Farther ahead, there was a crossroads without traffic lights (for unknown reasons since Logan got out of the subway, he had not seen any traffic lights). Carefully, like a soldier in films about street combat, Tony looked around the corner—and saw on the right in the cross street the lit letters “CAR SERVICE.”
Taxi! And the office was open at night—anyway, there was light behind the windows! Would he really leave this place at last?
Taught by bitter experience, Logan peered closely at the sign. No, “CAR SERVICE,” and nothing else. He turned the corner, crossed the street and walked fast toward the taxi office. His intuition was telling him that at the last moment something would prevent him from leaving, but he drove away these panicky thoughts.
Nothing prevented him from reaching the desired location. Tony belatedly remembered how he would look to the dispatcher—in dirty and torn trousers and one shoe, with hands soiled by the devil knows what… However, don’t night taxis exist to help people who have gotten into trouble? At worst it would be necessary to show in advance his solvency (Logan anxiously touched a trouser pocket: the wallet was in its place). He had already taken hold of the handle of a door with matte glass through which a dim light shone, had already even started to pull this door (it moved easily), but suddenly, obeying an abrupt impulse, once again looked at the sign.
And Tony understood that the office that he so aspired to get to was not CAR SERVICE at all. Over the door was written SCAR SERVICE, but the first letter was not lit.
Slowly and carefully he closed the door and hastened away almost on tiptoe, hoping very much that his attempt to enter had remained unnoticed.
“Though it could be, of course, just a tattoo and piercing parlor behind that door,” Logan thought. “Aha, and all the other signs mean only that in this area business is done by excentric people with a perverted sense of humor. Do you really believe that?”
Something made him to look back. Perhaps, it was the mad hope that now his troubles would vanish, and he would see a normal street with normal signs… or, at least, something that would help him to explain what was going on…
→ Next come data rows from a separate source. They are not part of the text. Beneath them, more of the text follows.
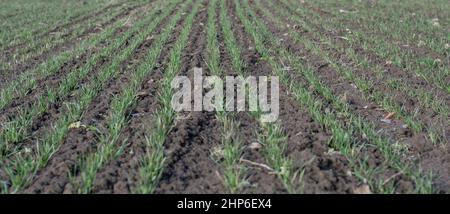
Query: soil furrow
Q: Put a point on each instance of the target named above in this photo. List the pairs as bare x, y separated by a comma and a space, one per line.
34, 61
431, 158
75, 21
53, 80
414, 49
370, 156
81, 141
325, 171
189, 166
408, 77
120, 176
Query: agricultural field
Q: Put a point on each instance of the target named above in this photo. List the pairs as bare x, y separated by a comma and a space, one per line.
86, 96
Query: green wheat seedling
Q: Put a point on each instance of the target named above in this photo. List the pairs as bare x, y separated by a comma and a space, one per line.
422, 67
231, 147
365, 86
340, 136
108, 148
26, 81
19, 125
74, 110
152, 163
36, 48
36, 18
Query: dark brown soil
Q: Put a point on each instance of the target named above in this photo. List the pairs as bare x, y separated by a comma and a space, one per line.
353, 100
81, 141
325, 171
418, 142
188, 147
34, 61
191, 148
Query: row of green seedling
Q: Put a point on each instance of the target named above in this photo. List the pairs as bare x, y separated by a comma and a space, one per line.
108, 146
22, 30
27, 80
38, 47
343, 134
399, 24
23, 166
16, 129
270, 134
361, 83
231, 146
427, 68
153, 162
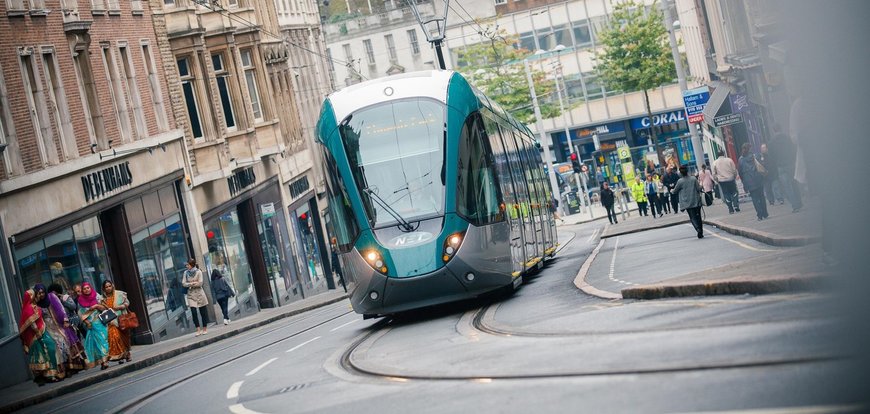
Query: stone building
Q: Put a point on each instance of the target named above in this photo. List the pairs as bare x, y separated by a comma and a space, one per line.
93, 162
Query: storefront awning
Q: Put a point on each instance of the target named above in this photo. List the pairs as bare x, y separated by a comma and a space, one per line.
717, 98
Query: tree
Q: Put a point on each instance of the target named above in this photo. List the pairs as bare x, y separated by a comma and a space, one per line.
495, 67
635, 54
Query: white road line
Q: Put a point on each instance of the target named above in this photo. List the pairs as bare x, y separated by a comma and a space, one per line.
303, 344
741, 244
342, 326
233, 392
263, 365
240, 409
613, 260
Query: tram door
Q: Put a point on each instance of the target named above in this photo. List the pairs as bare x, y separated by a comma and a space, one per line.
534, 196
502, 167
522, 204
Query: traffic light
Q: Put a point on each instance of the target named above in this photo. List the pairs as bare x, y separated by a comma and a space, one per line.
575, 162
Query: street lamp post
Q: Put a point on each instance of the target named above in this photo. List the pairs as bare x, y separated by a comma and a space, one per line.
539, 123
681, 77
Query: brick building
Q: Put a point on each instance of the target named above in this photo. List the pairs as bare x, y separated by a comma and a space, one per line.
93, 165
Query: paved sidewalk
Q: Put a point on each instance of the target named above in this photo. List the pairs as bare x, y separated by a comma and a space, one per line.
795, 269
28, 393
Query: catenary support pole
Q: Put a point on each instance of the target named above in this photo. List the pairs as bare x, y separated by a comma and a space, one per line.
681, 77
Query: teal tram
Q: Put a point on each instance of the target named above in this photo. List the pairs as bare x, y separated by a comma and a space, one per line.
436, 194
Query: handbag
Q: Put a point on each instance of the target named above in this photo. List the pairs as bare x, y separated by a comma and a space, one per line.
107, 316
128, 321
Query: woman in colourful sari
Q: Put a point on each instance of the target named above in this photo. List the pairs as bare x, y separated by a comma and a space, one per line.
119, 341
96, 338
38, 345
63, 326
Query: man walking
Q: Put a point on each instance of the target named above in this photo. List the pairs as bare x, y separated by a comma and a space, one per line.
670, 181
725, 173
607, 199
688, 192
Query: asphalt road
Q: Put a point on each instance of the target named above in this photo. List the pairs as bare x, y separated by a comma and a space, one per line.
546, 348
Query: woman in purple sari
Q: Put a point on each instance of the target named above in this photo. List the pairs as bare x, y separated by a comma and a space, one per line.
74, 354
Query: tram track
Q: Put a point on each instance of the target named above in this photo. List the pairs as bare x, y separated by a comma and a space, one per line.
349, 361
137, 403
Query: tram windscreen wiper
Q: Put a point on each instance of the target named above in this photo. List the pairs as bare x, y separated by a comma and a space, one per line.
404, 224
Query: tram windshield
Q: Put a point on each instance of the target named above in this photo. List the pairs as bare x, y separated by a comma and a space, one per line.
396, 153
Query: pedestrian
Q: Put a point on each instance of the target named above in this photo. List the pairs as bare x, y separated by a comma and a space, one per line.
670, 181
554, 208
60, 326
725, 174
752, 175
221, 291
96, 341
783, 153
38, 344
772, 186
707, 184
652, 196
688, 192
119, 339
195, 297
607, 200
638, 193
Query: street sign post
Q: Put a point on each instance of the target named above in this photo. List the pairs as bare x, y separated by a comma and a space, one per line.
695, 101
729, 119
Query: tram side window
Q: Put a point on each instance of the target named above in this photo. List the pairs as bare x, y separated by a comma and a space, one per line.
477, 196
345, 226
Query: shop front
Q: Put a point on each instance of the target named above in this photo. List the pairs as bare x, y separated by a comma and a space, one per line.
121, 220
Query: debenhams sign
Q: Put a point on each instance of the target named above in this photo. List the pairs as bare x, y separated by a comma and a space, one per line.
99, 183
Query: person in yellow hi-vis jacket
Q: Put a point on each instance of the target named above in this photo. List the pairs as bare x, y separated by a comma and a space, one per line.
637, 188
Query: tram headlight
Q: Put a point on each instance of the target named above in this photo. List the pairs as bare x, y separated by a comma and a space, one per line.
374, 259
451, 245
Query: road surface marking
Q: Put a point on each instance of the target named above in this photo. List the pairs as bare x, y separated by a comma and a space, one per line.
240, 409
303, 344
263, 365
342, 326
741, 244
233, 392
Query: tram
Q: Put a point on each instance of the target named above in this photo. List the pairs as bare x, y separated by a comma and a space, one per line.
436, 194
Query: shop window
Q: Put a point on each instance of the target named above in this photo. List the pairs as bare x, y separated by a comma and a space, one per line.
72, 255
477, 198
227, 255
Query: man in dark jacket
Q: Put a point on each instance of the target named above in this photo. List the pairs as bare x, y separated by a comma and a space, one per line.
670, 181
783, 153
607, 199
687, 192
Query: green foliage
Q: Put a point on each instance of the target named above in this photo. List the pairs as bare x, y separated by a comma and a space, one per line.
496, 68
635, 54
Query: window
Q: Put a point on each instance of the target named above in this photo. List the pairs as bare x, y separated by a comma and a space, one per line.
221, 75
128, 78
188, 86
154, 84
395, 151
58, 106
251, 81
36, 101
412, 38
477, 198
391, 47
370, 53
119, 103
582, 35
88, 90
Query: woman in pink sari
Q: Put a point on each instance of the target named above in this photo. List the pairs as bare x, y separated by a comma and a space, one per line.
38, 344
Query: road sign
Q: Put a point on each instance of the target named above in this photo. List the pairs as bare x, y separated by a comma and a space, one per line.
695, 101
729, 119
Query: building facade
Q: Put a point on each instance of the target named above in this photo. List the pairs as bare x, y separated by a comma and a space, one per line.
258, 222
93, 161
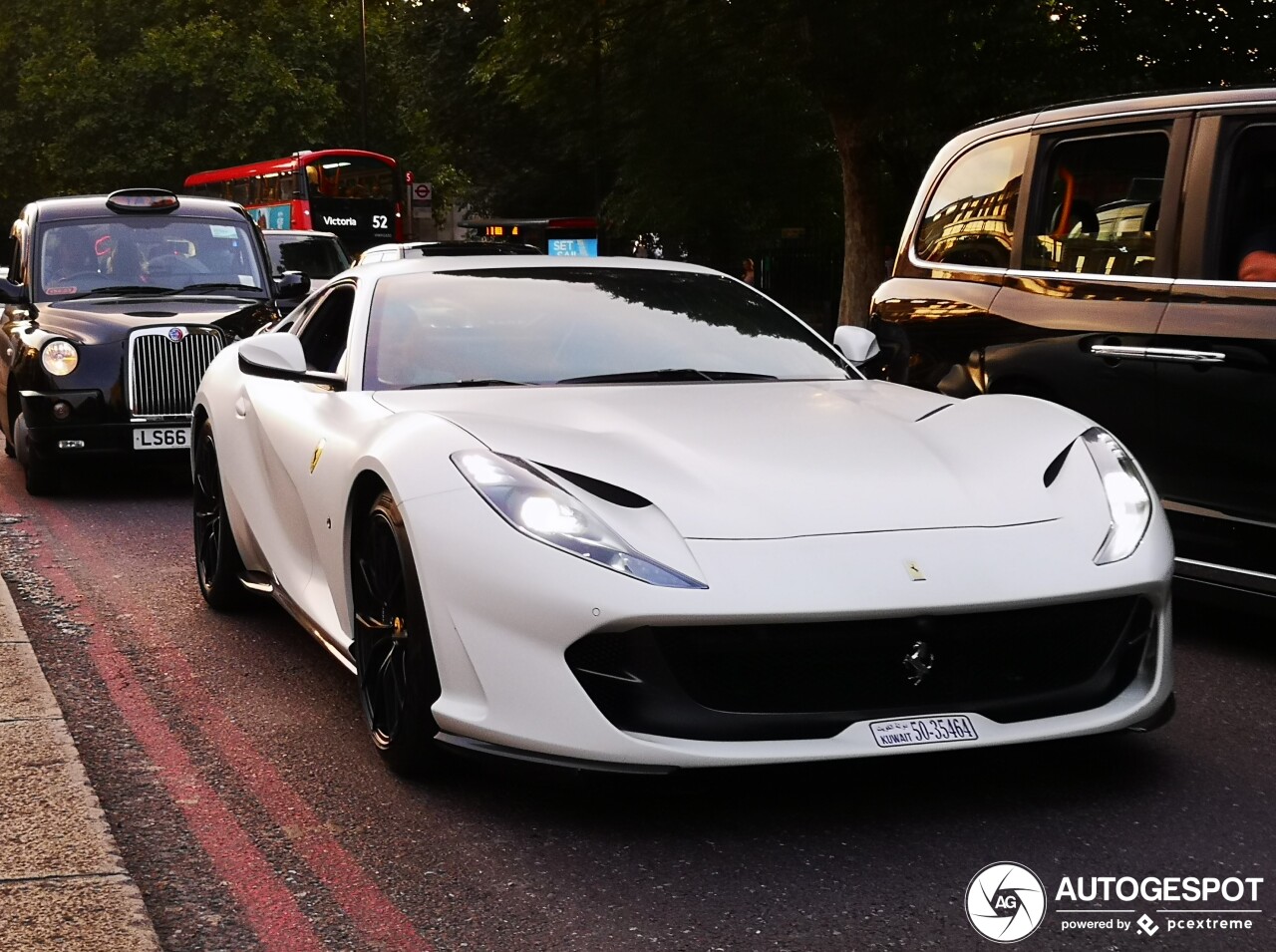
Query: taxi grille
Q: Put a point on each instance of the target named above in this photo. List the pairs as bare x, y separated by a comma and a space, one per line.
166, 365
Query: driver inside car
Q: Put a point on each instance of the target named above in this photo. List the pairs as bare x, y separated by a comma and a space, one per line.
72, 255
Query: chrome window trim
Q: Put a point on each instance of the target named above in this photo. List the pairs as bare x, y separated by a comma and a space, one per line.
1137, 279
1181, 109
939, 265
1188, 509
1225, 574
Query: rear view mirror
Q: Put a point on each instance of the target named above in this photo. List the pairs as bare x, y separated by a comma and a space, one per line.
292, 283
856, 344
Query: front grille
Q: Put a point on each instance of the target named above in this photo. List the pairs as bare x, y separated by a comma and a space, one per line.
774, 682
166, 365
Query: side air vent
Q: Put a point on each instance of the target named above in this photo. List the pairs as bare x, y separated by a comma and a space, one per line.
1052, 472
944, 406
604, 490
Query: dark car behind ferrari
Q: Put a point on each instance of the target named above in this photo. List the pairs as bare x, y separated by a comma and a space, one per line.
114, 306
1103, 255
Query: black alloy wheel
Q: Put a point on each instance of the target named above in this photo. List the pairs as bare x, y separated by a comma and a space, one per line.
217, 559
399, 678
41, 477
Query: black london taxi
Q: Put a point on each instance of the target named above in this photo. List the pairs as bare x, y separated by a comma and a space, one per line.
114, 305
1119, 258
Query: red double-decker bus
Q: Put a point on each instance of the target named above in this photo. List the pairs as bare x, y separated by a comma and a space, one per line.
351, 192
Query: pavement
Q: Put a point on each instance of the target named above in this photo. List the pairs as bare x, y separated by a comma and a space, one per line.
63, 886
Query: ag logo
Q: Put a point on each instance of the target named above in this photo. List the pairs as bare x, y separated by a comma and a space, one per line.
1006, 902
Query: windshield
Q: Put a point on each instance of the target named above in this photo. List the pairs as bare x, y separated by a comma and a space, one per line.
314, 255
147, 254
583, 326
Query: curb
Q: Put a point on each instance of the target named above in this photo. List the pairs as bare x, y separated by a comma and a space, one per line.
63, 884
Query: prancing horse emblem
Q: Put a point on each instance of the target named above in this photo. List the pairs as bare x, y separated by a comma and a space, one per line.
917, 663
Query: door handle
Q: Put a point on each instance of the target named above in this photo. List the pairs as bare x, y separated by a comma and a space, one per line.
1181, 356
1171, 355
1117, 351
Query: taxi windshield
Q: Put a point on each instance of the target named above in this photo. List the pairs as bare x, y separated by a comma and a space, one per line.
146, 255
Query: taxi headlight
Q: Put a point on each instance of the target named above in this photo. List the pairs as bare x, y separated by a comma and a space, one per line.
59, 358
1129, 500
545, 511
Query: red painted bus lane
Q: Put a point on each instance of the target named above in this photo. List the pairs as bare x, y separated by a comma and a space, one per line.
271, 909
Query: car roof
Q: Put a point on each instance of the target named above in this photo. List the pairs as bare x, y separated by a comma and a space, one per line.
454, 247
95, 207
508, 262
1124, 105
300, 233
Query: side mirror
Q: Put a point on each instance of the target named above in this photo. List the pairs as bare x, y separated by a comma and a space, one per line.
12, 292
272, 355
292, 283
279, 358
856, 344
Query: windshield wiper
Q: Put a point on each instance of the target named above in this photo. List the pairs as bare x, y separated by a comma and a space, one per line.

Instead he saw the door into which he had almost entered was opening. It was opening as slowly and silently as he closed it. For some reason this frightened him even more than if it had sharply swung open and on a threshold a huge fat Asian with a curved knife in hand had appeared.
Tony rushed away without waiting until the door opened completely. Fortunately, a crossroads was nearby, not more than twenty yards. Logan dove around a corner to the right and immediately slowed to a furtive walk, sensitively listening to the night.
All was silent. It seemed he was not pursued… however, that door had opened silently and if he had not looked back… Though—was it certain that behind the door there was a real danger?
But Tony was no longer in the mood to argue abstractedly about the logical validity of his fears. He hastily looked around. Right opposite him there was a sign for the next business. “Nails.” Manicure & pedicure salon. There was no light there. Of course—such salons are not open at night. But nevertheless Tony distinguished well enough the dark letters forming the word “Nails”—this time the word was perfectly right, without any surprises. He also saw the classic picture which was always present at the window of such shops—a woman in an armchair, with polished finger- and toenails.
Only the expression on the woman’s face disturbed him.
Tony stepped nearer to the dark glass. Yes, no doubt—the drawn face was deformed by a grimace of an intolerable pain. And only then he moved his gaze again to her nails. Actually, there were no finger- and toenails—they had been pulled out and steel nails had been hammered into the blood-stained meat which he at first accepted as red varnish.